Assign “jazz” if age > 25 and income > 35k Assign “puck” if age < 25 and income > 35k Assign “camp” if age > 25 and income < 35k Assign “flub” to all remaining points
(5 points) Display the number of points in each sector where income is greater than 40k. If you were unable to do 1.4, then simply display the number of points where income is greater than 40k (sans sector).

Part 2 - 50 points

The iris flower dataset is a multivariate data set introduced by the British statistician and biologist Ronald Fisher in his 1936 paper “The use of multiple measurements in taxonomic problems”. It is sometimes called Anderson’s Iris data set because Edgar Anderson collected the data to quantify the morphologic variation of Iris flowers of three related species.

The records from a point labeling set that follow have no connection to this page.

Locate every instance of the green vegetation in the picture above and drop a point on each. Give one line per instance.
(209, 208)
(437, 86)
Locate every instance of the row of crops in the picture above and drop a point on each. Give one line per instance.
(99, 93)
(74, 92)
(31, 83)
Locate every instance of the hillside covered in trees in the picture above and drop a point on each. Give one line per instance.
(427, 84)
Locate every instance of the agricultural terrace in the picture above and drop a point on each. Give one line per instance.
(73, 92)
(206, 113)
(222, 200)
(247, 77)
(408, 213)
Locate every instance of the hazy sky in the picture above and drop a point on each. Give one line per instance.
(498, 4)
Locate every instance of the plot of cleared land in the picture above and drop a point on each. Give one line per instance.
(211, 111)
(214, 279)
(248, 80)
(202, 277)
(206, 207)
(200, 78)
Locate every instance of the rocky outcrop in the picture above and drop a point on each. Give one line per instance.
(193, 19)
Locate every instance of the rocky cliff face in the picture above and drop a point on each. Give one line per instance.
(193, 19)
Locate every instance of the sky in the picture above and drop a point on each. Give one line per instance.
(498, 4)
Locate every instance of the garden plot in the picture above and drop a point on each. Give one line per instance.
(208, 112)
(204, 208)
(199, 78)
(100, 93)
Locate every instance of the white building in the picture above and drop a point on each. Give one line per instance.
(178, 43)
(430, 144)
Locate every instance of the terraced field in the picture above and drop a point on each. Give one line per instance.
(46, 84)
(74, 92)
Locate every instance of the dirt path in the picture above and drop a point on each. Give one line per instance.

The data set consists of 50 samples from each of three species of Iris (Iris Setosa, Iris virginica, and Iris versicolor). Four features were measured from each sample: the length and the width of the sepals and petals, in centimeters.

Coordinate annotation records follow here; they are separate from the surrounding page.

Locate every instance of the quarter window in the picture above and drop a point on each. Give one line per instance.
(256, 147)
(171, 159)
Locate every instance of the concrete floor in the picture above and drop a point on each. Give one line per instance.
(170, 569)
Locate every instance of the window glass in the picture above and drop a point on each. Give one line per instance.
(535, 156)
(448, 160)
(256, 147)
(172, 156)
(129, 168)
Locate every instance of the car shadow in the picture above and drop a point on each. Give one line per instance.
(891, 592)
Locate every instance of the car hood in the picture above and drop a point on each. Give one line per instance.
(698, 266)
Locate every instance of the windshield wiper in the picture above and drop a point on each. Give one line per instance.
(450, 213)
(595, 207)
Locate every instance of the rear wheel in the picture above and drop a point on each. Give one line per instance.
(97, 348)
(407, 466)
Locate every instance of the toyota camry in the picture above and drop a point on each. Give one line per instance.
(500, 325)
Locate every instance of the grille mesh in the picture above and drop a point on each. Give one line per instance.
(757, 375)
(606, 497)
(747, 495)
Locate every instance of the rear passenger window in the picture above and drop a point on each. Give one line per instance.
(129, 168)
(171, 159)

(5 points) Load iris.csv into a pandas data frame. Record the shape of the data frame.
(5 points) Display the first 10 rows of the dataset. Display the last 5 rows of the dataset.
(5 points) Display the count of each value in the species column.
(5 points) Display the data types of the columns.
(10 points) Draw a box plot, using seaborn, of iris petal width (cm) vs. species. Make sure that your axes are labeled and that you set a title. Increase the size and aspect ratio to improve visibility. What differences do you noticed in this plot?
(10 points) Draw a pairwise plot, using seaborn, of the four numerical columns and the one categorical column. Make sure to color by the categorical column. What do you notice about the dataset through analyzing this array of charts?
(10 points) Draw a scatter plot that includes linear regressions, using seaborn, of two features that appear linearly related. Color by species. Increase the size and aspect ratio to improve visibility. Make sure that your axes are labeled and that you set a title. What conclusions can you draw from this plot?

Part 3 - 50 points

Clustering & PCA - 30 points

Continuing with the iris flower data set from Part 2, scale your features and use KMeans to cluster your data into 3 clusters. Use PCA to decompose your features into two dimensions. Draw a scatter plot for your two PCA dimensions and color the plot using the clustering results. Discuss the results from creating this chart.

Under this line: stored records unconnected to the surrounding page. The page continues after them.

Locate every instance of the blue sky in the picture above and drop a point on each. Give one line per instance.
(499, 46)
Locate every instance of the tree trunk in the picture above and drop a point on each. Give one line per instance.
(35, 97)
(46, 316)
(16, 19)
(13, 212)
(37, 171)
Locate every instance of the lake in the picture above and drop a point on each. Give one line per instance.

Discuss why k=3 clusters is the right choice. How can you show that k=3 is the right choice using the the principle of inertia.

Discussion Questions - 20 points

What is feature scaling and why is it important to do as a preprocessing step?
What is meant by an n-dimensional Euclidean space ? Is the iris dataset an example of a Euclidean space? What’s an example of a non-Euclidean space that we discussed in class or examined in lab? What does it matter?
Qualitatively, what is the difference between L1 and L2 distance measures?
What is meant by the “curse of dimensionality”? Does the iris dataset suffer from this “curse”?

What To Turn In

A Jupyter notebook that begins with the following statement,

All of the below work is my own. I adhered to the test-taking procedure by not receiving any help from my peers. I have cited all resources I found online or from notebooks shared from class that helped me complete this exam.

Please print (sign) your name and date.
Please label each Part of the exam using markdown headers.
Turn in a zip file that contains your notebook and any data needed to run the notebook.

Grading

Complete - Earn (at least) 90% of the points.
Partially Complete - Earn (at least) 70% of the points.